Posts An overview of Hadoop
Post
Cancel

An overview of Hadoop

Hadoop is a framework based on a solution from Google to store and process large data. Hadoop uses the MapReduce algorithm to process input data in parallel. In short, Hadoop is used to develop applications that can perform complete statistical analysis on bulk data.

See more: Mapreduce programming model for Bigdata

Hadoop architecture

Hadoop consists of 2 main layers:

  • Processing and computing layer (MapReduce): MapReduce is a parallel programming model for processing large data on a cluster of commercial computers (commodity hardware).

  • Storage Layer (HDFS): HDFS provides a distributed storage solution that is also designed to run on commercial computers.

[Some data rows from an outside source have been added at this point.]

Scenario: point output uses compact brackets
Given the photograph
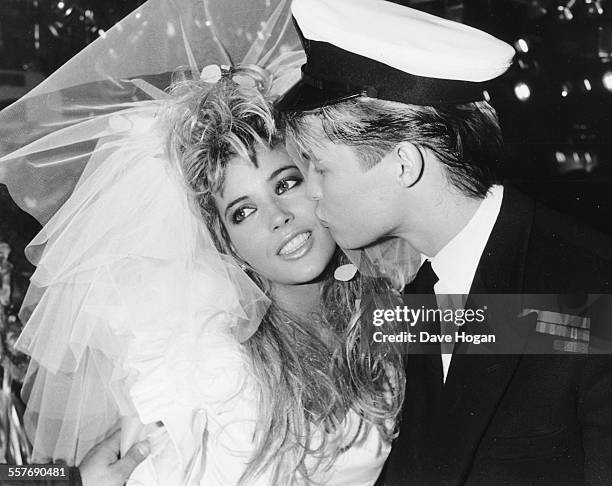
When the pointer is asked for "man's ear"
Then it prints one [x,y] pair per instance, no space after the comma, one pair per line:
[409,163]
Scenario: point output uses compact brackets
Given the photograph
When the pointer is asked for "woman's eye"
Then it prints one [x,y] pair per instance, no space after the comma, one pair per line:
[241,214]
[287,184]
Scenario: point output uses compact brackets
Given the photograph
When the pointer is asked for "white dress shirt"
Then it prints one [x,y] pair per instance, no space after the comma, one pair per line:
[456,263]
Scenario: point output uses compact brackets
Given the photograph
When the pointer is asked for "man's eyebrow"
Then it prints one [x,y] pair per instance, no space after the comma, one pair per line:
[281,169]
[233,203]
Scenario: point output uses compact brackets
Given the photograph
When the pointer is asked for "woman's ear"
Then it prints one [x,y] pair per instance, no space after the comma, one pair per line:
[409,163]
[241,261]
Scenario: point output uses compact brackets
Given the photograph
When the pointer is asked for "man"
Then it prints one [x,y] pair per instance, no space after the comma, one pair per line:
[390,117]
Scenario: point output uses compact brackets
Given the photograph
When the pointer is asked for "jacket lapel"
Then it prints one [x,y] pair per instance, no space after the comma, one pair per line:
[476,383]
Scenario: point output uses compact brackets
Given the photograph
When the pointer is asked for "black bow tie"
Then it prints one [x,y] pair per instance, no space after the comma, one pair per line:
[424,281]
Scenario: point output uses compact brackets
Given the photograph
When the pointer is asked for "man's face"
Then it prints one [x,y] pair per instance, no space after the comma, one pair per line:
[358,206]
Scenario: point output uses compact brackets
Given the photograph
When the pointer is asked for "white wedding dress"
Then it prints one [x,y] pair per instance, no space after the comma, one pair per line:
[135,320]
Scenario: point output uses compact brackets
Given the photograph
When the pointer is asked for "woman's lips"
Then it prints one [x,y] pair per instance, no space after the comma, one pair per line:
[297,246]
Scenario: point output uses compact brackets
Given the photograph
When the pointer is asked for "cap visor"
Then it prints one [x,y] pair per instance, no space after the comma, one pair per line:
[304,97]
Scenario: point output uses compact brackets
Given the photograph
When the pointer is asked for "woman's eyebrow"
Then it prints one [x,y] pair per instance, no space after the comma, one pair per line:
[233,203]
[282,169]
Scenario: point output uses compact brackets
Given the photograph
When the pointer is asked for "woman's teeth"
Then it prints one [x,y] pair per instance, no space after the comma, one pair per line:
[295,243]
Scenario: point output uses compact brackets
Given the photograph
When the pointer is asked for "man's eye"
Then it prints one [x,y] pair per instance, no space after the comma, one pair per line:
[287,184]
[241,214]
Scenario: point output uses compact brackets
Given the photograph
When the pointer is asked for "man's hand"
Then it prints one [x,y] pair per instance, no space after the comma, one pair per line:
[102,466]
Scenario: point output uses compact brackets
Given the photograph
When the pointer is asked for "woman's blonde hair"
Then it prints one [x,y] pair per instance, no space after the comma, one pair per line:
[310,373]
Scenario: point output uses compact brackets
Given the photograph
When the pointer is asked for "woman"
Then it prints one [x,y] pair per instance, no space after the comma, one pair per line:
[326,407]
[142,317]
[148,317]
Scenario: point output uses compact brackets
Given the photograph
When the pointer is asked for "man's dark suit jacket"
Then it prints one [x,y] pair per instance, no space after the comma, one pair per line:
[517,419]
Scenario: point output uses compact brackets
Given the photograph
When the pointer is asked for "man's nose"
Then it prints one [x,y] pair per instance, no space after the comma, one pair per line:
[280,216]
[313,184]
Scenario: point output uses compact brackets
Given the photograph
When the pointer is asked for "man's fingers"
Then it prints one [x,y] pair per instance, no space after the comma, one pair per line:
[113,442]
[134,456]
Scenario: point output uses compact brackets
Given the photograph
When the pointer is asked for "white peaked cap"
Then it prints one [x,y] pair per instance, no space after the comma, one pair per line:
[383,50]
[412,41]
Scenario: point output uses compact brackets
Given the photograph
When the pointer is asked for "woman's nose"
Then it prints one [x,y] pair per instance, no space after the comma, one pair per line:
[280,217]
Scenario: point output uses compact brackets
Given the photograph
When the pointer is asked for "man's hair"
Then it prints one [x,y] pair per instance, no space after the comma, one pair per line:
[465,138]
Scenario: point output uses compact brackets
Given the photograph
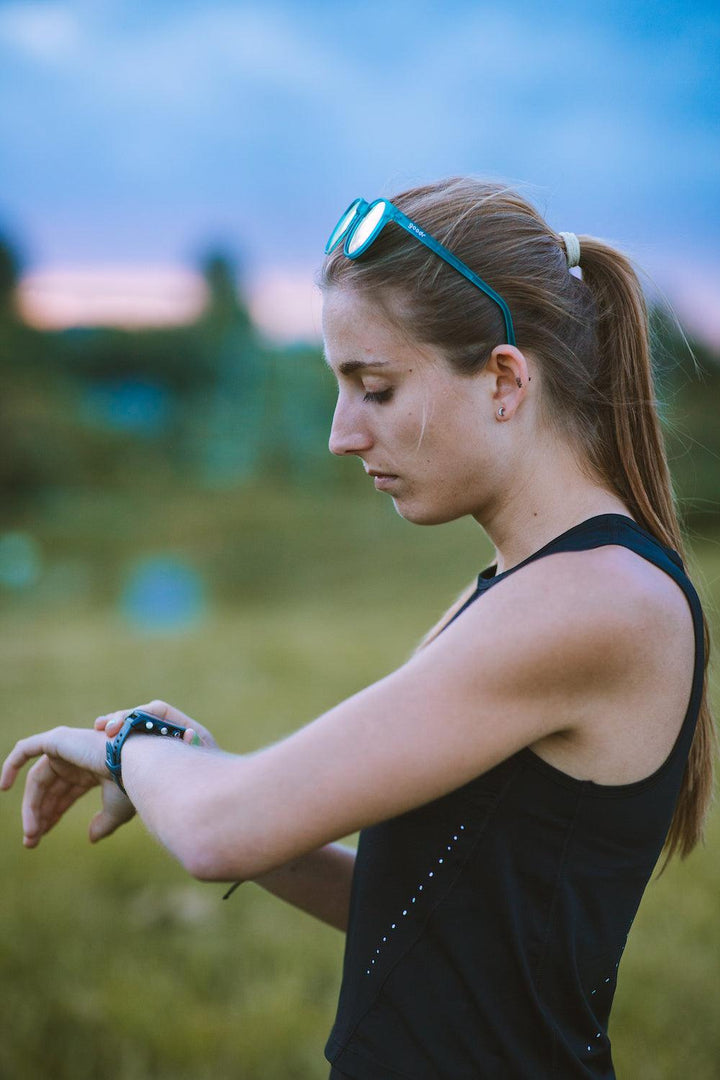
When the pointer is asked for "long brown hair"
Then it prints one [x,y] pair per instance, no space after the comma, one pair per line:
[591,337]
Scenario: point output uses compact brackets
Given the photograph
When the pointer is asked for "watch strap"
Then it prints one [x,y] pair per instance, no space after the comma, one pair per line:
[137,723]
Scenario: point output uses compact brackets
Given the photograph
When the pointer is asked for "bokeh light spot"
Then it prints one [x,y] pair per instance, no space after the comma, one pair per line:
[21,559]
[162,594]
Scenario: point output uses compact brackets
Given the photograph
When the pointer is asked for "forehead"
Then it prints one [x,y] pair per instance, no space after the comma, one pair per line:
[357,333]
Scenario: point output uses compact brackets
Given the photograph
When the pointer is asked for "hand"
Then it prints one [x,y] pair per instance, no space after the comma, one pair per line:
[71,760]
[111,723]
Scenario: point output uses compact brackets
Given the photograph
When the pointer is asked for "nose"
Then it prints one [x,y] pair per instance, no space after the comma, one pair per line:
[348,433]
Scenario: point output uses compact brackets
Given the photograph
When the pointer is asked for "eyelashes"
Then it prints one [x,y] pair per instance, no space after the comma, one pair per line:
[378,395]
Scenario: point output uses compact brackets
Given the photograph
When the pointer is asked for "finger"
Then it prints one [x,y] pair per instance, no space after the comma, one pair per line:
[37,797]
[23,752]
[157,707]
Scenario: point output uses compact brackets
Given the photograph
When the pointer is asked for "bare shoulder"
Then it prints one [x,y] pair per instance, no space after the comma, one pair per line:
[628,628]
[611,588]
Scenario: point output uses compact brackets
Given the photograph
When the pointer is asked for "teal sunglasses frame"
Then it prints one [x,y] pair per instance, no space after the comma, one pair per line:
[358,210]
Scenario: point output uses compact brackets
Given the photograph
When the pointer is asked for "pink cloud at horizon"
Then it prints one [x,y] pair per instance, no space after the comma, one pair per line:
[284,304]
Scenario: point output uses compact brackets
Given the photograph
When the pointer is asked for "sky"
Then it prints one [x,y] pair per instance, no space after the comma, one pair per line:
[137,135]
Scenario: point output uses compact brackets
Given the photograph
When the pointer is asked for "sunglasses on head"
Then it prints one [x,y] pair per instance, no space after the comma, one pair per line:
[363,223]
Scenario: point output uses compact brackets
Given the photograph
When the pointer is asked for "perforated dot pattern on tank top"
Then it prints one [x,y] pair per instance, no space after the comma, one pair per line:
[433,875]
[605,984]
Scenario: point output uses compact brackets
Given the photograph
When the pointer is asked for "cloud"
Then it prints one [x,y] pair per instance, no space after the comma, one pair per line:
[44,32]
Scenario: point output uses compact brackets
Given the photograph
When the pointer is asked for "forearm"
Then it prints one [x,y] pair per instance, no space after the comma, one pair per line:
[317,883]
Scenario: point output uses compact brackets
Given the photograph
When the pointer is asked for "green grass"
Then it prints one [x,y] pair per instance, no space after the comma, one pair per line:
[113,963]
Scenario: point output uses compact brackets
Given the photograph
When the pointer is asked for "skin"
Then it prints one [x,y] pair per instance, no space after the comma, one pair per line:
[597,688]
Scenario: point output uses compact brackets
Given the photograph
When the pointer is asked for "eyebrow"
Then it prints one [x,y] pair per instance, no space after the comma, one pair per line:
[350,366]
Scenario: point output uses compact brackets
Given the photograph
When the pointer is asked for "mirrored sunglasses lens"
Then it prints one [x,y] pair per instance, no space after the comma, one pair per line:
[365,228]
[342,225]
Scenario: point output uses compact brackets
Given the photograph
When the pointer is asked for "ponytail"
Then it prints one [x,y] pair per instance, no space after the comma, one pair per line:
[634,458]
[588,334]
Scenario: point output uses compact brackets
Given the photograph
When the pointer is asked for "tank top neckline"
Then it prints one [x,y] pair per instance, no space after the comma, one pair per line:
[489,575]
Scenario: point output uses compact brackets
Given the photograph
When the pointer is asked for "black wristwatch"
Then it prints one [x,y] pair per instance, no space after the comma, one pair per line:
[141,724]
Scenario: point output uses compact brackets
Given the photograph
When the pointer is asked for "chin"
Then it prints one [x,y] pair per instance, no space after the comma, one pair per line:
[426,515]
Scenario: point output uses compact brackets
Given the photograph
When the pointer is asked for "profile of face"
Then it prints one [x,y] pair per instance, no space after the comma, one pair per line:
[429,436]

In addition to the two components mentioned above, the Hadoop framework also includes the following two modules:

  • Hadoop Common: libraries and utilities written in Java language

  • Hadoop Yarn: scheduling and managing resources

How does Hadoop work?

Hadoop solves the problem that if you or your company cannot afford to build super powerful servers, we can combine many commercial computers to create a cluster of machines capable of processing. a large amount of data. Machines in the cluster can read and process data in parallel to bring high efficiency. You can run code on a cluster of computers, this process goes through the following flow:

  • Data is divided into folders and files. Each file is contained in a block with a predetermined fixed size (default is 128MB).

  • These files are distributed across different nodes and clusters

  • HDFS sits on top of the local file system, monitoring the process

  • Blocks are saved in copies to prevent errors occurring on the hardware

  • Check if the code is executed successfully

  • Performing the Sort step takes place between Map and Reduce

  • Send data to certain machines to perform the next steps

  • Write a log for each completed job

Advantages of Hadoop

  • Hadoop allows users to write and test quickly on distributed systems. Hadoop efficiently and automatically distributes data and work across multiple machines in the same cluster.

  • Hadoop does not require the hardware of the machines in the cluster, any computer can be part of the Hadoop cluster. Hadoop will assign reasonable work to each machine in accordance with the capabilities of each machine.

  • Hadoop provides a system with high fault tolerance and availability. Instead, the Hadoop library has been designed to handle errors from the application layer.

  • Clusters can be added or removed within the cluster without affecting running processes

  • Another big advantage of Hadoop is that in addition to being open source, it is compatible across all platforms as it is based on Java.

This post is licensed under CC BY 4.0 by the author.